A debilitating chronic illness that affects 20,000 New Zealanders is likely to be causing large numbers of school absenteeism in teenagers.
Wellington psychologist Rose Silvester, whose son has long-standing Myalgic Encephalomyelitis/Chronic Fatigue Syndrome, said the complex disease severely impacts the development of academic, cognitive and social skills in young people. It has no cure.
There is currently no data on New Zealand students with ME/CFS but a new study in Australia shows students with ME/CFS missed an average of 40 per cent of classes over a term, or at least two days per week.
Their healthy peers by comparison, missed less than half a day per week.
"Sadly this is likely to be a significant underestimation as this study excluded students with severe cognitive impairment - a core symptom of ME/CFS and the reason that many children are not able to attend school or participate in any meaningful education years," Silvester said.
The study also excluded students who were permanently absent from school or home schooled.
"Many children with ME/CFS cannot attend school at all, and parents are having to leave paid employment to educate their child through the health school system."
Silvester said concerns over loss of education was one of the challenges regularly discussed by the 75 families of children with ME/CFS who had joined the Facebook support network NZcare4ME .

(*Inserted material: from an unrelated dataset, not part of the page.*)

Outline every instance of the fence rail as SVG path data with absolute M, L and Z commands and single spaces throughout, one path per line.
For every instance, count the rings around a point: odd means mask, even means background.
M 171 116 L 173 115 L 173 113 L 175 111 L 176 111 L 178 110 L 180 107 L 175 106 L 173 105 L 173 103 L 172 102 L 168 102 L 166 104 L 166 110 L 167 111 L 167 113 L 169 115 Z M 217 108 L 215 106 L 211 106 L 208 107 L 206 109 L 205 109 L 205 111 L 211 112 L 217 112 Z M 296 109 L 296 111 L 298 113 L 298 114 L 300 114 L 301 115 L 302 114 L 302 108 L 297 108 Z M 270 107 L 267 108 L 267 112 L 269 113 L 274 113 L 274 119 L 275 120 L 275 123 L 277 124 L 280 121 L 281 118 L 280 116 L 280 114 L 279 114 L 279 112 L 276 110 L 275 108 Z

The others included misdiagnosis, misinformation and a lack of medical support.
ME/CFS is a chronic stigmatised disease that simultaneously affects multiple systems in the body, with post-exertional malaise a key ailment.
ME/CFS patient advocate Sam Featherstone, who created the 20,000 missing website with Silvester, said up to 80 per cent of those affected by ME/CFS in New Zealand were women and children.
"But the New Zealand health system has no meaningful clinical pathway for supporting people with ME/CFS," she said.
"Clinical pathways are key to identifying health status, options for treatment, and the provision of appropriate care, rehabilitation and recovery services."
Featherstone and Silvester created a visibility campaign in May - when ME advocates globally campaign to raise awareness and money for research through the #MillionsMissing effort.
"The aim is to reinforce the biological basis for the disease and to mitigate against the historical mischaracterisation of ME/CFS as hysteria, and persistent belief that it is a functional neurological, psychosomatic and a psychological illness," Featherstone said.
Silvester said the education concerns in particular had been a "source of continual distress among the parents of our group".
"Particularly with kids being required to return to school or finding the health school is unable to meet their needs in some areas in New Zealand. This has resulted in awful 'crashes' for some kids."
ME sufferers who exert too much energy spiral into what is known as a "crash", with an exacerbation of symptoms for days, and sometimes months and years.
"It really is a huge and perplexing problem that such a large group of people who are so unwell have been forgotten and left to fight and advocate for themselves."
The Ministry of Education deputy secretary sector enablement and support, Katrina Casey, said schools did not provide attendance data based on particular illnesses.
"Students with health conditions that have resulted in persistent absences from school can seek the support of the Regional Health Schools."
Regional Health Schools provide schooling, either in hospital or at home, for children who have a medical certificate proving they cannot attend school.
Northern Health School principal Richard Winder said of the 932 students enrolled at his school, which covers 60 per cent of the population, 48 listed ME/CFS as the reason.
"There's probably another group of young people whose presenting symptoms are maybe not that bad to meet the threshold for somebody to say they're too sick to go to school, and they're having odd days off."
Winder said ME was looked down on by many, without medical qualifications, as "not a real thing" and it was not well supported.
"People are likely to look at you and think 'Oh there's nothing wrong with them really, they just need to harden up and go to school'. I'm sure that makes it very difficult for families and young people with that diagnosis."